The internet as we know it today originated in the good old USA. Networks from the 1960s such as ARPANET developed the technology that was the take off point. It was in the 1980s that it developed into a globally connected internet. The major infrastructure such as the backbone that routes traffic is located in the US. The dominant tech companies such as Microsoft, Google and Facebook are also based there.
The revelation provided by Edward Snowden have provided documentation as to how the NSA has made use of these US based facilities in its data collection activity. The US tech companies have been involved in some degree of cooperative effort with government data collection. They would have us believe that they have only done so when forced to comply by secret court order. Some of them are presently attempting to get the secret orders declassified in an effort to establish their “innocence”. However, other revelations about the installation of backdoors in applications and netwroks are suggesting that the government/private cooperation has been considerably more extensive.
These developments have already raised the possibility of individuals and businesses switching their business from US based tech companies to those based in other countries. There are an ample number of them with the capacity to provide the same type of services. However, that still leaves the infrastructure that is used by everyone accessing the internet. It has been revealed that the NSA and the British intelligence service have been scooping up raw data from the backbone and the trans-Atlantic cables and storing it and attempting to decrypt it.
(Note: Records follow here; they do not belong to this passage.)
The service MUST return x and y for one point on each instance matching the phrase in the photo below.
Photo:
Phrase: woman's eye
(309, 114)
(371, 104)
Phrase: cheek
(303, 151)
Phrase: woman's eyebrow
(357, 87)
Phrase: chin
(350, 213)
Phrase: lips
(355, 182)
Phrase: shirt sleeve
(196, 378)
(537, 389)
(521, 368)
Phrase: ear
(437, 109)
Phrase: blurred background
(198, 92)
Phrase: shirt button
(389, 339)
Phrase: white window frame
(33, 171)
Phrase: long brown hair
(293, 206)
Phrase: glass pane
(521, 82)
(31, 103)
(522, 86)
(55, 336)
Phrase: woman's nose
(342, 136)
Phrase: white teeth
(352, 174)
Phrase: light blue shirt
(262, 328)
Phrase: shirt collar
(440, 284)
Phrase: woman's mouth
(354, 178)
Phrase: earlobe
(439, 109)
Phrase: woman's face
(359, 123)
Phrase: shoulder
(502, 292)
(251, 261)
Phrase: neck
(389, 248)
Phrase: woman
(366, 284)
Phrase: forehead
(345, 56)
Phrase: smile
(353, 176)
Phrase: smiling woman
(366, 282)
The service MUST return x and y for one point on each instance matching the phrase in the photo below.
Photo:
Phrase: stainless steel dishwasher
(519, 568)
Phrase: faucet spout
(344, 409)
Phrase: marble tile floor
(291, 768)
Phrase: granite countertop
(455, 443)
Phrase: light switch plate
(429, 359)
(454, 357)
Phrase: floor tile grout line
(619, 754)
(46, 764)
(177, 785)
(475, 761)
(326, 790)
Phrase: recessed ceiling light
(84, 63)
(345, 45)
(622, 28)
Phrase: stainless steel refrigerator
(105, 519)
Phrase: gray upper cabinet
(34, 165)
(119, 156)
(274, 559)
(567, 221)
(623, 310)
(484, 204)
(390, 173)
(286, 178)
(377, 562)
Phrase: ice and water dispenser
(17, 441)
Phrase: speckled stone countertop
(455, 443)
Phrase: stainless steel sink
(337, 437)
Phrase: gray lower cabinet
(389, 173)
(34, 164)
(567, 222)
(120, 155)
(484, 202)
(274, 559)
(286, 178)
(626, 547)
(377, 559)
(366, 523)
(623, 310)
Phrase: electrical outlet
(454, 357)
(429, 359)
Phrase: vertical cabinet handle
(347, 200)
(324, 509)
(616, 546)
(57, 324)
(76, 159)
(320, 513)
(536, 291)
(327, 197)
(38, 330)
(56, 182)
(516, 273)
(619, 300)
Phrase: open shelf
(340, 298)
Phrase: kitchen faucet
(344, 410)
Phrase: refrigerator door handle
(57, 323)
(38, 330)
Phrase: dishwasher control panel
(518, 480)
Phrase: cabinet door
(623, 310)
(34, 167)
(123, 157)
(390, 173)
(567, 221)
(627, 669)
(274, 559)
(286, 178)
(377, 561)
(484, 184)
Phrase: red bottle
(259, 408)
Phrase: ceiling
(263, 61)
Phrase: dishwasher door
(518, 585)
The nature of the internet is such that a message going from Hong Kong to Berlin may have much or all of its content pass through the US.
Various governments have reacted with expressions ranging from concern to anger over reports of US spying on their governments and on the lives of private citizens in their country. Now one of them is formulating a plan to do something about it.
Brazil plans to divorce itself from the U.S.-centric Internet over Washington's widespread online spying, a move that many experts fear will be a potentially dangerous first step toward fracturing a global network built with minimal interference by governments.This is not just angry rhetoric for public consumption. Brazil already has some very specific plans for internet independence underway.
President Dilma Rousseff ordered a series of measures aimed at greater Brazilian online independence and security following revelations that the U.S. National Security Agency intercepted her communications, hacked into the state-owned Petrobras oil company's network and spied on Brazilians who entrusted their personal data to U.S. tech companies such as Facebook and Google.
The leader is so angered by the espionage that she's considering cancelling a trip to Washington next month where she's scheduled to be honored with a state dinner.
Requiring that the data of Brazilian users be stored on servers located in Brazil
Laying direct under water fiber optic cables to Europe and dirrect links to other South American nations
Telebras, the state run communications company, plans to launch its own satellite in 2016
Building more internet exchange points to route data away from the US
It's postal service is creating an encrypted email service
Brazil has a growing partnership with other nations that have emerging economies, known as the BRICS, Brazil, Russia, India, China and South Africa.
If such a response is adopted by other countries it could have far ranging impacts on the internet as we know it. It could lead to a Balkanization that limits the seamless global communication that we have become accustomed to. None of this looks like a bright spot for Silicon Valley. If major disruptions do come about, much of the responsibility can be laid at the feet of the US government and its overreach.